From the January 2013 issue.

Nuova Simonelli and Camerino University have teamed up to help unlock the scientific formula behind a quality espresso.

It can fit into the palm of your hand, but the scale of the multi-billion dollar espresso industry is not something to be taken lightly.

Nuova Simonelli, leading manufacturers of espresso equipment and Official Machine Sponsors of the World Barista Championships, know all too well the effort that goes into that tiny cup. For decades, the company has led technological advances in espresso equipment, under the guidance that knowledge is power when it comes to perfecting extractions.

“At the foundation of our innovation efforts is the desire to continually improve the quality of coffee served to the customer,” says Maurizio Giuli, Marketing Manager for Nuova Simonelli. “We believe that the technological progress of the espresso machine is generally not made in large steps, but through a continuous stream of small steps.”  

The latest “small step” that the company has contributed could prove to have a significant impact on our understanding of a quality extraction. The Italian company has paired up with two scientists from the University of Camerino to study the effects of pressure and temperature on extracted coffee, as well as its chemical and physical composition.

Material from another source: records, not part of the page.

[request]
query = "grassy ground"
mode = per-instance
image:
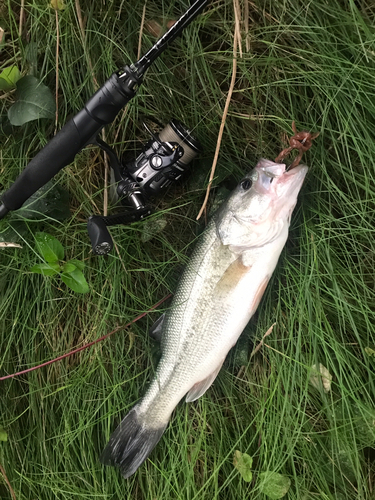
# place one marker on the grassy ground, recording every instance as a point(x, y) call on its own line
point(312, 62)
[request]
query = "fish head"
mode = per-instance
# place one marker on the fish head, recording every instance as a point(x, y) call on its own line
point(260, 208)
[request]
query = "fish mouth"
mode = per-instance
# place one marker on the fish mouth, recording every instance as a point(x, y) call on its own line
point(296, 171)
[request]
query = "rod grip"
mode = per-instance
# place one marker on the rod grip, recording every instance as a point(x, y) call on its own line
point(100, 110)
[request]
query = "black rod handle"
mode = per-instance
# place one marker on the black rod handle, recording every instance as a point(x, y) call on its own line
point(100, 110)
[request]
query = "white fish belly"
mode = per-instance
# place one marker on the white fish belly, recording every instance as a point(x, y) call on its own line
point(215, 300)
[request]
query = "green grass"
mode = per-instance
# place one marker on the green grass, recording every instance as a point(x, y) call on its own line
point(312, 62)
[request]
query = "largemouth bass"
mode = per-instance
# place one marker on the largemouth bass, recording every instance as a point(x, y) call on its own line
point(217, 295)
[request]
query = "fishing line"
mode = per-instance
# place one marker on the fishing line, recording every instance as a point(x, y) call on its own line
point(86, 346)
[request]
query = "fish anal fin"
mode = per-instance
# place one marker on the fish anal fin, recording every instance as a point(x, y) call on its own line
point(201, 387)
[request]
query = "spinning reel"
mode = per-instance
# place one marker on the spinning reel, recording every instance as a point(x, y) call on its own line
point(162, 161)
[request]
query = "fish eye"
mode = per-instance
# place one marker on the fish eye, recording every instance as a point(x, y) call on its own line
point(246, 184)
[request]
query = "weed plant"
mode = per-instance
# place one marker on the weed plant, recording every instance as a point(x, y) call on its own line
point(312, 62)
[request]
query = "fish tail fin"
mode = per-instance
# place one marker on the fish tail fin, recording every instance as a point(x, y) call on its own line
point(131, 443)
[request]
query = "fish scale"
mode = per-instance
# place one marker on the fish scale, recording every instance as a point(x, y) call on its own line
point(217, 294)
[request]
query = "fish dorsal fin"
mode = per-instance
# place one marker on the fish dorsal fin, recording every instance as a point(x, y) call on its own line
point(155, 332)
point(201, 387)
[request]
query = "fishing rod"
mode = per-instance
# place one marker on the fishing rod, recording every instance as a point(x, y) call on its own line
point(83, 129)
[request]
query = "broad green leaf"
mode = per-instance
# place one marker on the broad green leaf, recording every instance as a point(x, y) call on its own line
point(320, 377)
point(9, 77)
point(77, 263)
point(34, 100)
point(49, 247)
point(274, 485)
point(76, 281)
point(58, 4)
point(46, 269)
point(68, 267)
point(243, 463)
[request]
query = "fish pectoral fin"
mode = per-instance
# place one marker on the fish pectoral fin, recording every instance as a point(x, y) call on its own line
point(231, 277)
point(201, 387)
point(155, 332)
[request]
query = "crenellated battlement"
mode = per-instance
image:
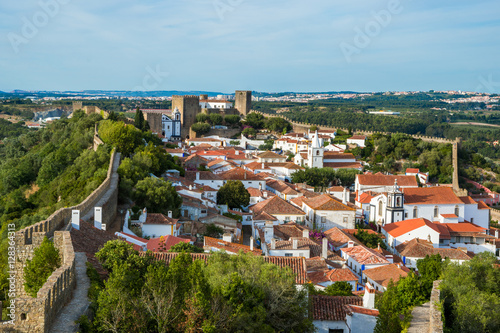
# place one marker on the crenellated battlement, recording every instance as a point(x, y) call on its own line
point(37, 314)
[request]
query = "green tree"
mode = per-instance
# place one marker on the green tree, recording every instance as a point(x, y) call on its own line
point(139, 119)
point(45, 260)
point(211, 230)
point(234, 194)
point(215, 119)
point(157, 196)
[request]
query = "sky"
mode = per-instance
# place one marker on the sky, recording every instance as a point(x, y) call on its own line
point(267, 46)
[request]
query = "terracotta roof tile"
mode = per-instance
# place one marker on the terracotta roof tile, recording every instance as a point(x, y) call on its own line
point(164, 243)
point(419, 248)
point(326, 202)
point(276, 206)
point(383, 274)
point(228, 246)
point(359, 309)
point(297, 265)
point(331, 308)
point(364, 255)
point(386, 180)
point(155, 218)
point(430, 196)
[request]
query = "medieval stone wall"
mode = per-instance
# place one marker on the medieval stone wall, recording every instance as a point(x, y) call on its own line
point(36, 314)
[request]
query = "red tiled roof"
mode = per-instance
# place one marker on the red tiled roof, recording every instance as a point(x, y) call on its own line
point(296, 264)
point(270, 154)
point(364, 255)
point(338, 155)
point(467, 200)
point(386, 180)
point(331, 308)
point(419, 248)
point(359, 309)
point(326, 202)
point(341, 274)
point(384, 274)
point(276, 206)
point(430, 196)
point(229, 246)
point(164, 243)
point(397, 229)
point(155, 218)
point(365, 198)
point(238, 174)
point(343, 165)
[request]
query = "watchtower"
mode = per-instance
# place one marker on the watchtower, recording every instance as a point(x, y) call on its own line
point(189, 107)
point(243, 101)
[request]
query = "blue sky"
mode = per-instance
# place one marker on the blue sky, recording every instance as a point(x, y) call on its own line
point(224, 45)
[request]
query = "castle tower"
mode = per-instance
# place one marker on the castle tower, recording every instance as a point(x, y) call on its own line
point(315, 153)
point(243, 101)
point(395, 205)
point(189, 107)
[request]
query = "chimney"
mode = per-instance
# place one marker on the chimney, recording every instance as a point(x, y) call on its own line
point(305, 233)
point(75, 219)
point(227, 237)
point(369, 296)
point(269, 230)
point(324, 248)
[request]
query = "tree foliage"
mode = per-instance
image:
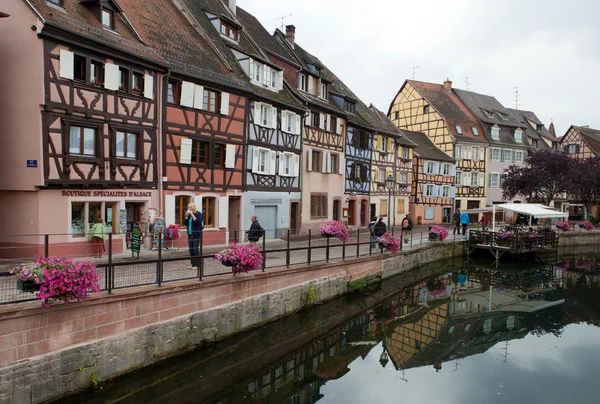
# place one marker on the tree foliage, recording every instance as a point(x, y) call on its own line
point(546, 175)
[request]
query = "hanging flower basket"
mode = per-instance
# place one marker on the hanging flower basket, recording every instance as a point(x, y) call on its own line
point(240, 258)
point(335, 229)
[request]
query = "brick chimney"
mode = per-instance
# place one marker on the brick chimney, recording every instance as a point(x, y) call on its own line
point(290, 34)
point(233, 6)
point(448, 85)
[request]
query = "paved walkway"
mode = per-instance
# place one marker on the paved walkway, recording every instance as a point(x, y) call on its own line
point(130, 272)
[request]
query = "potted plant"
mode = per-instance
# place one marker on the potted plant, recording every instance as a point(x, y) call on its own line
point(388, 242)
point(242, 258)
point(440, 232)
point(60, 279)
point(335, 229)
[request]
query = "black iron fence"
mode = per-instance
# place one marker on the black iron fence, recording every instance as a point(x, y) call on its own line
point(161, 261)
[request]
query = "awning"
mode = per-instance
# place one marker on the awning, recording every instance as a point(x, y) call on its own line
point(532, 209)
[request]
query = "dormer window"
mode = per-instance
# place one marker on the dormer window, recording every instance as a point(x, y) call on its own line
point(519, 136)
point(108, 18)
point(495, 132)
point(229, 31)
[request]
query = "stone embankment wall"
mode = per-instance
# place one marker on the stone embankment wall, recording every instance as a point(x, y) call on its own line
point(49, 352)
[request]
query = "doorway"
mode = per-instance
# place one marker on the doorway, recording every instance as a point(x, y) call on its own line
point(351, 212)
point(235, 204)
point(363, 213)
point(336, 209)
point(294, 217)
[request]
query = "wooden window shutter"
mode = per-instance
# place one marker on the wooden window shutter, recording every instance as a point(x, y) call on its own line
point(66, 68)
point(230, 156)
point(111, 76)
point(255, 159)
point(198, 97)
point(185, 151)
point(169, 209)
point(187, 94)
point(148, 86)
point(223, 212)
point(224, 103)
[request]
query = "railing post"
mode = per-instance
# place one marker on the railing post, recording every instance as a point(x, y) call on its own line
point(109, 275)
point(158, 263)
point(287, 253)
point(309, 256)
point(264, 250)
point(201, 262)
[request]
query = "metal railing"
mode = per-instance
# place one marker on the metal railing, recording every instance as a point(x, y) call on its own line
point(169, 261)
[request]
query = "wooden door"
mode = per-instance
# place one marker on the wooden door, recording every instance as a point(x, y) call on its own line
point(351, 212)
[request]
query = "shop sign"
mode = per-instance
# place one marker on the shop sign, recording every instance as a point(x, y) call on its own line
point(136, 239)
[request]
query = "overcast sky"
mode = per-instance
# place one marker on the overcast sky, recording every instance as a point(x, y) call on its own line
point(549, 49)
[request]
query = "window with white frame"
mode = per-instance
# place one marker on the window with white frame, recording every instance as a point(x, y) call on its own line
point(495, 154)
point(446, 169)
point(494, 180)
point(519, 136)
point(474, 178)
point(495, 133)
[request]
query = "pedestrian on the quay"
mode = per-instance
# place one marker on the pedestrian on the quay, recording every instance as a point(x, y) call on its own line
point(464, 221)
point(194, 222)
point(407, 226)
point(372, 224)
point(456, 220)
point(255, 232)
point(98, 236)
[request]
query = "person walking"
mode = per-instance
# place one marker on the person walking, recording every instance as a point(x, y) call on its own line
point(464, 221)
point(456, 220)
point(255, 232)
point(380, 228)
point(194, 222)
point(372, 224)
point(407, 226)
point(98, 237)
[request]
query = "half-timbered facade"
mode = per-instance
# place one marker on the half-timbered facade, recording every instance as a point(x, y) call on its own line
point(93, 153)
point(433, 190)
point(204, 109)
point(273, 117)
point(508, 141)
point(391, 160)
point(437, 111)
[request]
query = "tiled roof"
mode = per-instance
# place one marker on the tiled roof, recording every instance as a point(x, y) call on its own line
point(162, 26)
point(478, 103)
point(525, 116)
point(78, 18)
point(390, 128)
point(425, 147)
point(452, 109)
point(196, 11)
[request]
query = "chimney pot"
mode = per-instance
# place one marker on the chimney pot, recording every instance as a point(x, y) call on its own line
point(290, 34)
point(448, 85)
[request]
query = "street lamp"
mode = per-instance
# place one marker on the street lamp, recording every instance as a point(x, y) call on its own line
point(390, 184)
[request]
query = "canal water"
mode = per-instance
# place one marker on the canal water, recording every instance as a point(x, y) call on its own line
point(451, 332)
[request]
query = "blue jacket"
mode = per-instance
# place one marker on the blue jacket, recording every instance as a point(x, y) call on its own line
point(464, 218)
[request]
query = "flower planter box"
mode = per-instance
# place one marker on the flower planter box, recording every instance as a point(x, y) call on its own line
point(27, 286)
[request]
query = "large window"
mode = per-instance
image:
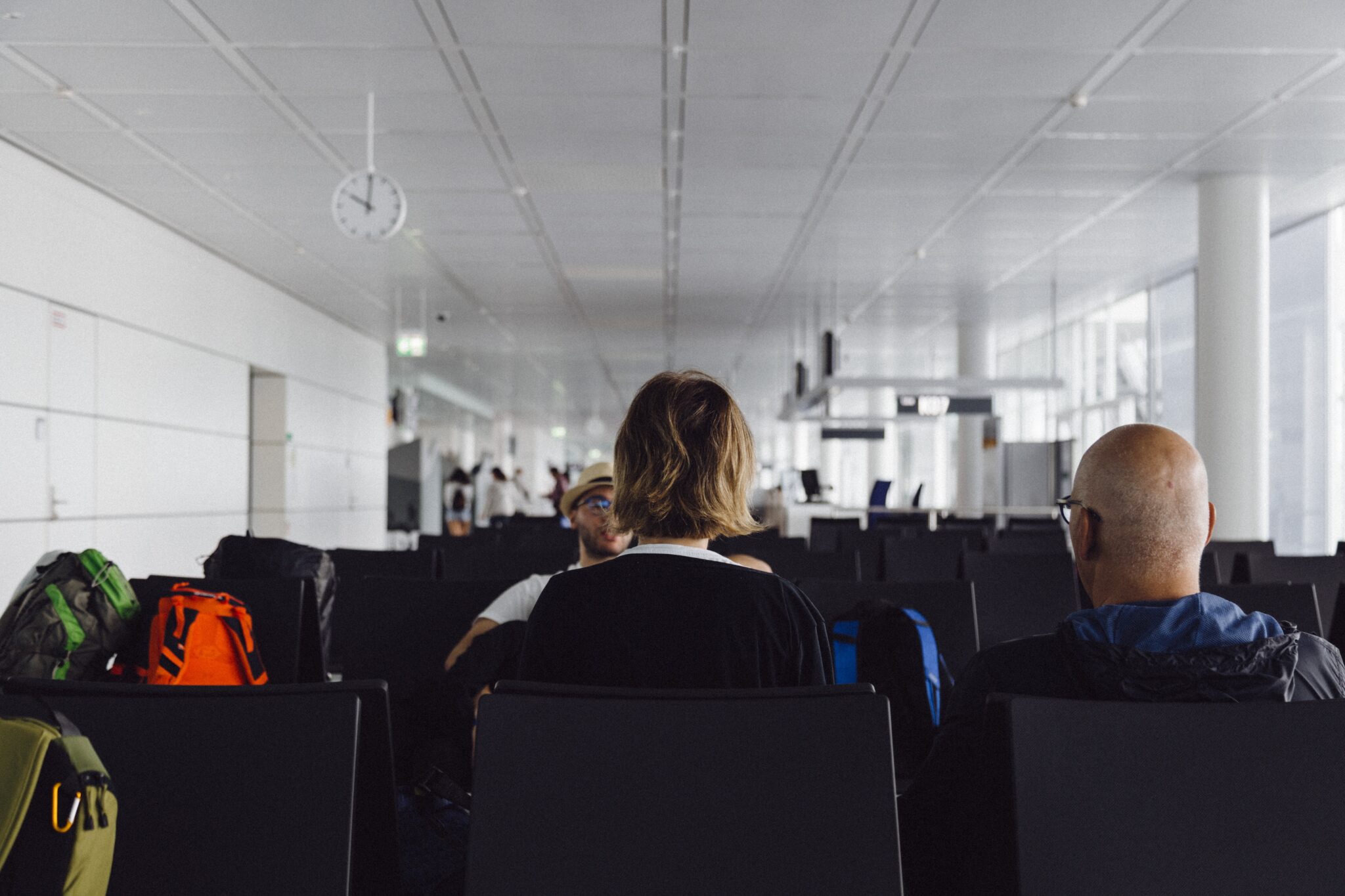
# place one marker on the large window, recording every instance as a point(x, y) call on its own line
point(1298, 344)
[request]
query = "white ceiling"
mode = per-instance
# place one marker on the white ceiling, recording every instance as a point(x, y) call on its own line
point(600, 188)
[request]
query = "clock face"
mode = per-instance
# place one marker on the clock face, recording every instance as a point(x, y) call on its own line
point(370, 206)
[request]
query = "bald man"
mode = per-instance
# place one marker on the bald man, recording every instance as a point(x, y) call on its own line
point(1139, 516)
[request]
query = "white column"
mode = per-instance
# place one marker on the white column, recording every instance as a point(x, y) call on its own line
point(1232, 352)
point(975, 358)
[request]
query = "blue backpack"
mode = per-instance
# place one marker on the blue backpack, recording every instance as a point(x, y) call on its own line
point(893, 649)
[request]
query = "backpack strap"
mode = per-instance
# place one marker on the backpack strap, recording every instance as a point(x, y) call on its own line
point(845, 658)
point(931, 658)
point(244, 641)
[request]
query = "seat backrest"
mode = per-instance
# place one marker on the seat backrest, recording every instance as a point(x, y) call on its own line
point(284, 614)
point(950, 608)
point(495, 565)
point(1212, 798)
point(1285, 602)
point(1029, 542)
point(1228, 559)
point(613, 792)
point(399, 565)
point(401, 630)
point(925, 559)
point(1020, 594)
point(825, 534)
point(1327, 572)
point(223, 790)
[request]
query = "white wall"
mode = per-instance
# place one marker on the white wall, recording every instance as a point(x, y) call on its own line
point(125, 356)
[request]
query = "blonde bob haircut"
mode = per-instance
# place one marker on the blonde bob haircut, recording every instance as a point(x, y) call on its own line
point(684, 461)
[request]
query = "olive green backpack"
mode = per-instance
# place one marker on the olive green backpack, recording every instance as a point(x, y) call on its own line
point(58, 816)
point(70, 616)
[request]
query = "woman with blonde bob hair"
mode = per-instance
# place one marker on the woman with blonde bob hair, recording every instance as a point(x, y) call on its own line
point(670, 613)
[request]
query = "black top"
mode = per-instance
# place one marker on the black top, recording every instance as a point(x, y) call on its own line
point(950, 826)
point(670, 621)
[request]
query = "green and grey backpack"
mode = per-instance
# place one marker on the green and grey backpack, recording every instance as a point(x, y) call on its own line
point(58, 816)
point(72, 613)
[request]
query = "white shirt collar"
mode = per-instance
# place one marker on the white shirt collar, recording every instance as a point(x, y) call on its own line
point(678, 551)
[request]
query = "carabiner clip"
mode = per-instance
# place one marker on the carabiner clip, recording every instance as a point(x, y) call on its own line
point(55, 812)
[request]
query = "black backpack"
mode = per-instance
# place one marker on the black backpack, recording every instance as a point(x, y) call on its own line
point(245, 557)
point(69, 617)
point(893, 649)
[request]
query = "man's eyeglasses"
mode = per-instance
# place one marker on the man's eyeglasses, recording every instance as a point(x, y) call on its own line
point(598, 504)
point(1069, 501)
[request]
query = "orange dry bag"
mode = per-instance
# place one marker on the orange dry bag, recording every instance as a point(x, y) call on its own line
point(202, 639)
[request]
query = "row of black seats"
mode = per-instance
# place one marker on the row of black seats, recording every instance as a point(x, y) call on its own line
point(288, 790)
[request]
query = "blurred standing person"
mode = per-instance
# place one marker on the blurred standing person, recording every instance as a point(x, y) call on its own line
point(458, 503)
point(563, 482)
point(499, 499)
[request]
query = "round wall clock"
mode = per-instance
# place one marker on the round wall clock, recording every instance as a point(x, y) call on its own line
point(369, 205)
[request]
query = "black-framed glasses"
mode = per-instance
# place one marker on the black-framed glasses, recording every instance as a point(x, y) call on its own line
point(598, 504)
point(1069, 501)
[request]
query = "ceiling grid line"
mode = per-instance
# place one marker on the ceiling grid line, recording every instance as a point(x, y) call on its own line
point(503, 158)
point(1116, 58)
point(677, 28)
point(893, 60)
point(1261, 110)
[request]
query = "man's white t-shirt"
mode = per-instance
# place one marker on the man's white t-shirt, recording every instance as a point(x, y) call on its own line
point(516, 603)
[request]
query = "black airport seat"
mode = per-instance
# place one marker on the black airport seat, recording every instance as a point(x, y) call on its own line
point(1286, 602)
point(496, 565)
point(950, 608)
point(240, 790)
point(1029, 542)
point(1200, 798)
point(399, 565)
point(284, 617)
point(401, 630)
point(1211, 572)
point(825, 532)
point(1232, 557)
point(923, 559)
point(607, 792)
point(1325, 572)
point(1020, 594)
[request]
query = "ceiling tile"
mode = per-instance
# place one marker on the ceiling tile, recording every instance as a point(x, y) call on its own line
point(568, 70)
point(340, 22)
point(556, 22)
point(323, 72)
point(137, 69)
point(150, 113)
point(1254, 24)
point(817, 70)
point(195, 150)
point(95, 22)
point(1064, 24)
point(38, 112)
point(426, 112)
point(1155, 116)
point(996, 73)
point(518, 114)
point(1181, 75)
point(856, 24)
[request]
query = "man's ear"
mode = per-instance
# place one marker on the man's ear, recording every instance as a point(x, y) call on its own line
point(1087, 534)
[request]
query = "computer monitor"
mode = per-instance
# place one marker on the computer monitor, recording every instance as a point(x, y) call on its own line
point(811, 486)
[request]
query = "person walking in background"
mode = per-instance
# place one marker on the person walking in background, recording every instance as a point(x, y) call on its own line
point(499, 499)
point(458, 503)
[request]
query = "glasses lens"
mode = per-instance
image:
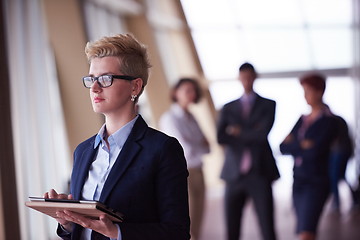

The project was led by Professor Sauro Vittori and Researcher Dr. Manuela Cortese. An initial literature review showed that previous studies have looked at the correlation between the quality of espresso with the type and degree of coffee roasting, the effects of the roasting process, and the composition of water. However, less scientific work was found on how the parameters of pressure and temperature affect the finished product. The researchers, in association with Nuova Simonelli, took this task under tow, to see if they could define how these parameters affect the quality of the coffee.

“The project was conducted with the objective of defining the ideal conditions for excellent quality extraction,” Vittori says. “By varying the parameters of the coffee machine we analysed the chemical changes in the infusion process.”

The study itself is part of a wider research project aiming to create a mathematical algorithm that defines the effects of set parameters on coffee. The ultimate goal will be scientific support to identify the ideal conditions for extracting each type of coffee.

Because the objective was to look at the effects of these two specific parameters, Vittori says the key was to ensure that all the other elements in a complex product such as coffee remained constant in the experiments.

Vittori says a big help was using the Aurelia Competition machine for the study. Because they needed to carefully control the parameters, the machine’s reputation for consistency, and its ability to control the variables, proved especially useful.

In a product as complex as coffee, Vittori stresses that maintaining all other parameters – other than the two being studied – as constant was absolutely key. For the experiment, researchers started with parameters considered typical for Italian espresso: 7 grams of coffee (+/- 0.5 grams); 90 degrees Celsius water temperature (+/- 2 degrees Celsius), 9 bar water pressure (+/- 1 bar), 25 seconds extraction time (+/- 2.5 seconds), and 25 millilitres volume of coffee in the cup (+/- 2.5 millilitres). 

From this reference data, the scientists then identified three pressure values (7, 9 and 11 bar) and three temperature values (88, 92 and 98 degrees Celsius) as the variables in the experiment.

To correlate these variables to what was produced in the cup, the scientists used existing literature to identify which chemical-physical parameters of coffee could be measured against what was considered a “quality” extraction. To this end, they measured acidity, total dissolved solids, and density.
While some of the results of the experiment matched the scientists’ hypotheses, other findings came as a surprise. For instance, Vittori says they expected greater pressure in the filter would produce an increase in the volume of the espresso coffee produced in the cup. Although this theory was confirmed in the difference between the 7 and 9 bar extractions, at 11 bar the volume delivered was lower than at 9 bar.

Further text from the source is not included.